This session is an unofficial offer. Not related to any credit points, grading criteria etc.

Date & Room

3rd May 2022, 13:15–14:45, SR24 INF325 (or CIP pool, if available)

Cluster Login

[INFO] for new cluster users
Please subscribe the mailing list: https://lists.cl.uni-heidelberg.de/listinfo/cluster-users


[ATTENTION] Please check if you can login to the cluster:

$ ssh <username>@cluster.cl.uni-heidelberg.de
If not, please send an email to Gruppe Technik (ohta@cl.uni-heidelberg.de) with the following information:
  • Your Name
  • Your ICL email address (@cl.uni-heidelberg.de)
  • What for you need cluster access (tell them you are participating in SWP ss22.)
They will grand access to the cluster for the participants of the software project.

Preparation

The goal of the session is to share your experience with other participants. Since peer-to-peer learning is a part of the learning objectives of the software project, I decided to hold this session in "inverted classroom" style. I propose several pre-class materials here, and in-class, I'll ask the questions listed below. Please prepare your own answer to these questions. It doesn't mean I expect a correct answer, but includes something like: "I got this error message: XXX when I executed the command YYY. To solve this, I tried the option proposed in stackoverflow..."

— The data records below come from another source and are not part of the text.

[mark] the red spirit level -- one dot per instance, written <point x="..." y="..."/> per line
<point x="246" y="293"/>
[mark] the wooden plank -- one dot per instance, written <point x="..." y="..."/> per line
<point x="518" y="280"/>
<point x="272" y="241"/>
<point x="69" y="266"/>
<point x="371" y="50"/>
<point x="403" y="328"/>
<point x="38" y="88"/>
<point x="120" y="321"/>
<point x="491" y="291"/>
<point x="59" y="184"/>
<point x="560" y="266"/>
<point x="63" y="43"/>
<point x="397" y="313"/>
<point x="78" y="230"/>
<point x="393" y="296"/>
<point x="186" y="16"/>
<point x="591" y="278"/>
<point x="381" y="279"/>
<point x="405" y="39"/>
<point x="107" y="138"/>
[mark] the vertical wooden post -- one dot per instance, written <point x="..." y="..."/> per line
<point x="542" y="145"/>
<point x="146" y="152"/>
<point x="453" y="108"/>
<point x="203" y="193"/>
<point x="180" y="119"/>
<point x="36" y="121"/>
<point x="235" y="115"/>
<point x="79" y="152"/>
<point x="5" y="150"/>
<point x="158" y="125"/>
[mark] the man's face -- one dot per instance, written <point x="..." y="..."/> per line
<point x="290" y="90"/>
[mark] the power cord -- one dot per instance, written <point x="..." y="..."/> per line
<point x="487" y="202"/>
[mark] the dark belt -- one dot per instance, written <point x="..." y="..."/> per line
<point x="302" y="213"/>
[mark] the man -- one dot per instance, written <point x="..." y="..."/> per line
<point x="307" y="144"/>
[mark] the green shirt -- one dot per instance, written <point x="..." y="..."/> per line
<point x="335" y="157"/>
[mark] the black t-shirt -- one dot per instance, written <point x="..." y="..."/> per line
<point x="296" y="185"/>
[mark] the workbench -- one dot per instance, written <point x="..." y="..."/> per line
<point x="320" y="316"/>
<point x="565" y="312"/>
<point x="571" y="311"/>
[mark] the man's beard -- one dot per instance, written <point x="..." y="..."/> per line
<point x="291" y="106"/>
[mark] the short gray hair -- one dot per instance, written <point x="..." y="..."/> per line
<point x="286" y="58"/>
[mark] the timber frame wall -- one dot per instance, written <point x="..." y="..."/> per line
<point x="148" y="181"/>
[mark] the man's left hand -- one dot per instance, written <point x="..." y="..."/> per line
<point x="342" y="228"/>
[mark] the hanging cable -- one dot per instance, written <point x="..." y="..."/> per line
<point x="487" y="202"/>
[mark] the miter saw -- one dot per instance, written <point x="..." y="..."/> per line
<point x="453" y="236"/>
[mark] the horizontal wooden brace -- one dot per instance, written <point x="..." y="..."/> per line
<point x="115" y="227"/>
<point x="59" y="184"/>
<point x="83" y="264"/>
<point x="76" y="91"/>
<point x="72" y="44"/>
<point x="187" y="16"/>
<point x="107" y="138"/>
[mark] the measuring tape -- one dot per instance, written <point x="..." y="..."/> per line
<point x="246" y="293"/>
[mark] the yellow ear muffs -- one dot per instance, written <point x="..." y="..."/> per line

I look forward to your active participation!

Topic 1: Cluster

[Preparation Workload: 90 min.]
First, go through the following tutorials:

Questions

  1. How can you login to the Cluster? Which command?
  2. You logged in the Cluster. Are Slurm commands (srun, squeue, scancel, etc.) available in your environment? If not, what should you do to make these available?
  3. Which partitions are there? Out of them, which partitions are dedicated to `students` (not for `mitarb`)? Which node is currently occupied by whom?
  4. How many jobs are currently running on the partition gpulong?
  5. Allocate resources for an interactive job with salloc command. Provide the following options:
    • The task can run max. 10 min.
    • The task needs 100MB memory.
    • The task needs 4 CPUs.
  6. Check if your job does appear in the job queue. Which node is assigned for you?
  7. Call srun hostname command. What does the returned value mean?
  8. Call hostname command without srun. Why it's different from srun hostname?
  9. Confirm the python version currently available on the allocated node.
  10. Call sacct command to monitor your job. Which ID is assigned to your job?
  11. Revoke the allocated resources. Check if your job doesn't appear in the job queue.
  12. Write a bash script that prints the visible GPU devices of one gpushort node.
  13. Execute the bash script: first, reserve resources with salloc, then call the script with sbatch, check the output logs. How do you know whether your jobs are completed or not?
  14. How can you enter the console shell of a GPU node?
  15. You entered the shell of a GPU node. Which CUDA version is currently available on the node?
  16. You entered the shell of a GPU node. Install Pytorch under your virtual environment, and check if `torch.cuda.is_available()` returns True in Python.
  17. You entered the shell of a GPU node, and started a GPU-required job. How you can monitor the GPU memory usage?
  18. You entered the shell of a GPU node, and started a job which takes for 2 days. How can you keep the job running even after you logged out from the cluster?
    • Hint: console multiplexer i.e. tmux, screen, byobu are globally installed on Cluster!
  19. How do you exit the console of the node and go back to `login` node?
  20. Install jupyter (jupyterlab) in your virtual environment. Start jupyter notebook server on a cluster node. Open it via web-browser from your local computer. Import pytorch, check which version number has your pytorch.
  21. Shutdown the jupyter server. Make sure, the port you used to connect jupyter is free, now.
  22. [EXTRA] You can find no free slot on the Cluster GPUs. Is there any other possibility to access GPUs?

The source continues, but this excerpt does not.